Adverts are unlikely to have the same video and audio tracks as the main content item and may not have the same codec (particularly audio). Hence these restrictions would seem to force adverts to be handled as separate SourceBuffer objects from the main content items.

Is a (relatively) seamless transition between content from different SourceBuffers possible with MSE?

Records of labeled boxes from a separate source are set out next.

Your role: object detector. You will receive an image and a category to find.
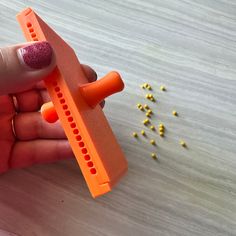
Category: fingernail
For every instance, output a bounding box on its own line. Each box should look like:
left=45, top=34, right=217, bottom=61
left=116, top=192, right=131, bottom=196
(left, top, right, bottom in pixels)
left=17, top=42, right=53, bottom=69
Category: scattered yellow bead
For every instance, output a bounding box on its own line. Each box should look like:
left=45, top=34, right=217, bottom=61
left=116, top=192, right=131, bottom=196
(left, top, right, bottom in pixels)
left=141, top=130, right=146, bottom=136
left=150, top=125, right=155, bottom=130
left=151, top=153, right=157, bottom=160
left=179, top=140, right=187, bottom=147
left=160, top=85, right=166, bottom=91
left=172, top=111, right=178, bottom=116
left=150, top=139, right=156, bottom=145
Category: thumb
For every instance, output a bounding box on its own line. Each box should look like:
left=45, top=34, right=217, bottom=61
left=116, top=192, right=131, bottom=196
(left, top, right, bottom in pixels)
left=0, top=41, right=56, bottom=95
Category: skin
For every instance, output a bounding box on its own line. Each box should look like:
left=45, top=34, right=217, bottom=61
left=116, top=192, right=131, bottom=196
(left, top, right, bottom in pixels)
left=0, top=44, right=99, bottom=173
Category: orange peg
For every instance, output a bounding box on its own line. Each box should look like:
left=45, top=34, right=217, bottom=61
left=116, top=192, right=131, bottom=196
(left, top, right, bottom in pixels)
left=17, top=8, right=128, bottom=197
left=80, top=71, right=124, bottom=107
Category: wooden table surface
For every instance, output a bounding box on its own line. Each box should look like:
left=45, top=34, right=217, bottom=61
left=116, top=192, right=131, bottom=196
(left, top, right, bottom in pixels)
left=0, top=0, right=236, bottom=236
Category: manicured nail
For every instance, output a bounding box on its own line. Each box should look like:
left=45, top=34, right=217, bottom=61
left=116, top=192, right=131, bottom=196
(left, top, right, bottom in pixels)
left=17, top=42, right=53, bottom=69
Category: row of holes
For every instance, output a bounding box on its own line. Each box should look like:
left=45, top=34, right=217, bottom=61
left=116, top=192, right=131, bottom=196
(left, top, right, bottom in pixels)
left=27, top=22, right=97, bottom=175
left=27, top=22, right=38, bottom=41
left=53, top=82, right=97, bottom=175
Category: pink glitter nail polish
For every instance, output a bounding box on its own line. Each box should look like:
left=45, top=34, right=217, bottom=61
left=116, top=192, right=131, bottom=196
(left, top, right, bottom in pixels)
left=18, top=42, right=53, bottom=69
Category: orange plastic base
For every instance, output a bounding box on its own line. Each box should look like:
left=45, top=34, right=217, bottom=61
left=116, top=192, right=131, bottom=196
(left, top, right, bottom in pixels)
left=17, top=8, right=127, bottom=197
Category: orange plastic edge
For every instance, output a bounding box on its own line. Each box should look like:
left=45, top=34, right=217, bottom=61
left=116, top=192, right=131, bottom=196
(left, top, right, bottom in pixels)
left=17, top=8, right=127, bottom=197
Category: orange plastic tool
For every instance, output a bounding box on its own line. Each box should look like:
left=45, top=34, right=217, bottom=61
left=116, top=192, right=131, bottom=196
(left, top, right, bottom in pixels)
left=17, top=8, right=127, bottom=197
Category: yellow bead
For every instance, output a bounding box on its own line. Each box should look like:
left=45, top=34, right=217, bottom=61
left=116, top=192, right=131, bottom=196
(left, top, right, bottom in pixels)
left=151, top=153, right=157, bottom=159
left=179, top=140, right=186, bottom=147
left=172, top=111, right=178, bottom=116
left=150, top=125, right=155, bottom=130
left=150, top=139, right=156, bottom=145
left=160, top=85, right=166, bottom=91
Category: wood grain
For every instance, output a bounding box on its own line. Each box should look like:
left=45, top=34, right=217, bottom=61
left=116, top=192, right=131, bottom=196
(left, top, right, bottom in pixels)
left=0, top=0, right=236, bottom=236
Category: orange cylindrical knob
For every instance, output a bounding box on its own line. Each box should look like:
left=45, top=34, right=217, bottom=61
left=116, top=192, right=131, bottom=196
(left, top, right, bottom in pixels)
left=41, top=102, right=58, bottom=123
left=80, top=71, right=124, bottom=107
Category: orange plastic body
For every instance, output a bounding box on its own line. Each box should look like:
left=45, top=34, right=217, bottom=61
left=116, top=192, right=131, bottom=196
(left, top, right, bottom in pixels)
left=17, top=8, right=127, bottom=197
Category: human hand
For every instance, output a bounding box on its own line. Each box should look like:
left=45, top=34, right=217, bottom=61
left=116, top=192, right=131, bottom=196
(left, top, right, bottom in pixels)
left=0, top=42, right=97, bottom=173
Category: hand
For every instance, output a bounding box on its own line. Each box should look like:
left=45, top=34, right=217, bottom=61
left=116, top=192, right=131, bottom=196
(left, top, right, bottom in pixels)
left=0, top=42, right=97, bottom=173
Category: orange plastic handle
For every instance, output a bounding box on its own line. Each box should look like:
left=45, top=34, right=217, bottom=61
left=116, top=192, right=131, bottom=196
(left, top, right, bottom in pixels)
left=17, top=8, right=127, bottom=197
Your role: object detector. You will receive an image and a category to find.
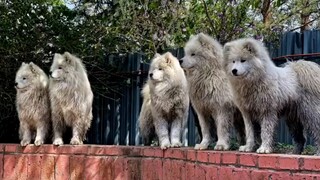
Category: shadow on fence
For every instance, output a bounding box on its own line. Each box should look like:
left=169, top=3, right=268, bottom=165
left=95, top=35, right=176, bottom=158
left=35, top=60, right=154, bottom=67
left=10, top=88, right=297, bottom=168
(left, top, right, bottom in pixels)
left=88, top=31, right=320, bottom=146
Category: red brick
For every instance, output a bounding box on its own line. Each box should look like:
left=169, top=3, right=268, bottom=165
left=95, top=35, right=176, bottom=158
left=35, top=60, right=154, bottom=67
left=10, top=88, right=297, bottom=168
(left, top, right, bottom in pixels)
left=186, top=162, right=195, bottom=179
left=41, top=155, right=54, bottom=180
left=233, top=168, right=251, bottom=180
left=163, top=159, right=172, bottom=179
left=99, top=157, right=114, bottom=179
left=239, top=153, right=258, bottom=167
left=170, top=160, right=186, bottom=179
left=3, top=155, right=17, bottom=179
left=125, top=158, right=141, bottom=179
left=209, top=151, right=222, bottom=164
left=15, top=154, right=28, bottom=179
left=195, top=164, right=206, bottom=180
left=143, top=147, right=163, bottom=157
left=187, top=149, right=197, bottom=161
left=19, top=145, right=45, bottom=154
left=152, top=159, right=163, bottom=180
left=55, top=155, right=70, bottom=180
left=292, top=173, right=320, bottom=180
left=69, top=155, right=85, bottom=180
left=218, top=166, right=234, bottom=180
left=5, top=144, right=20, bottom=153
left=27, top=154, right=42, bottom=179
left=258, top=154, right=278, bottom=169
left=164, top=148, right=186, bottom=160
left=302, top=157, right=320, bottom=171
left=197, top=151, right=210, bottom=162
left=200, top=164, right=219, bottom=180
left=271, top=172, right=292, bottom=180
left=84, top=156, right=104, bottom=179
left=141, top=158, right=154, bottom=180
left=104, top=146, right=124, bottom=156
left=278, top=156, right=299, bottom=170
left=0, top=154, right=4, bottom=178
left=251, top=170, right=272, bottom=180
left=291, top=173, right=314, bottom=180
left=113, top=157, right=127, bottom=179
left=221, top=152, right=237, bottom=164
left=55, top=145, right=88, bottom=155
left=0, top=144, right=5, bottom=152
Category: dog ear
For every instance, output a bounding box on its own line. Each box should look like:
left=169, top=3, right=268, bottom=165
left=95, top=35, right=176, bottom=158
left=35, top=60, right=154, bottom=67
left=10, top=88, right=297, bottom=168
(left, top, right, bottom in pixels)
left=223, top=43, right=231, bottom=55
left=29, top=62, right=38, bottom=74
left=153, top=53, right=161, bottom=58
left=164, top=52, right=173, bottom=64
left=198, top=33, right=209, bottom=47
left=63, top=52, right=73, bottom=64
left=53, top=53, right=63, bottom=60
left=243, top=41, right=257, bottom=55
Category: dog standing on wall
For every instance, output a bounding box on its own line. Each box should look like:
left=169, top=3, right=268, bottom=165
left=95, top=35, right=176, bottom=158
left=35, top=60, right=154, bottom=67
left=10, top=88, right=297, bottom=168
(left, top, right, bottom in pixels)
left=49, top=52, right=93, bottom=145
left=15, top=62, right=50, bottom=146
left=223, top=38, right=306, bottom=153
left=180, top=33, right=245, bottom=150
left=139, top=52, right=189, bottom=149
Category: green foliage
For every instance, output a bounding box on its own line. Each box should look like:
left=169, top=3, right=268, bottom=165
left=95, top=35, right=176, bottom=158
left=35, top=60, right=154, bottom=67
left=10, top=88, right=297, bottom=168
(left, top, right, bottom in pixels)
left=0, top=0, right=319, bottom=142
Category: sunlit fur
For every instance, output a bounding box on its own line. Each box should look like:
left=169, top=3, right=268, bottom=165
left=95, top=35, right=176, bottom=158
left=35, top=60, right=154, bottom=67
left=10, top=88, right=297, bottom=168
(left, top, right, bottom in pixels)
left=49, top=52, right=93, bottom=145
left=139, top=52, right=189, bottom=149
left=224, top=38, right=305, bottom=153
left=15, top=62, right=51, bottom=146
left=181, top=33, right=244, bottom=150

Secondly all 3 organisations had lengthy and controversial debates last year about requirements for a common initialisation segment in DASH. It is understood that MPEG are defining new boxes to enable new initialisation data to be carried in-band. This language would seem to exclude the use of those new boxes and again would force the use of separate SourceBuffers. Is this correct?
Comment 1 Jon Piesing (OIPF) 2013-03-19 12:51:25 UTC
To avoid any confusion, this language is in section 8 in the first public working draft and section 10 in the current editors draft.
Comment 2 Simon Waller 2013-03-19 13:58:06 UTC
Related to this is the requirement for consecutive media segments to be "monotonically increasing in time without any gaps" (taken from definition of Append Sequence). Adverts will have their own timeline unrelated to each other or the main content.
Comment 3 Adrian Bateman [MSFT] 2013-03-19 14:29:14 UTC
(In reply to comment #2)
> Related to this is the requirement for consecutive media segments to be
> "monotonically increasing in time without any gaps" (taken from definition
> of Append Sequence). Adverts will have their own timeline unrelated to each
> other or the main content.

See timestampOffset (https://dvcs.w3.org/hg/html-media/raw-file/tip/media-source/media-source.html#widl-SourceBuffer-timestampOffset).
Comment 4 Adrian Bateman [MSFT] 2013-03-19 14:40:30 UTC
(In reply to comment #0)
> Adverts are unlikely to have the same video and audio tracks as the main
> content item and may not have the same codec (particularly audio). Hence
> these restrictions would seem to force adverts to be handled as separate
> SourceBuffer objects from the main content items.

How would this work without using a different SourceBuffer? I don't think it's common for media engines to be able to consume content of a different encoding mid-stream. MSE only abstracts away the network layer (how data gets to the media element).

> Is a (relatively) seamless transition between content from different
> SourceBuffers possible with MSE?

This might be an area where we need a proposal from you.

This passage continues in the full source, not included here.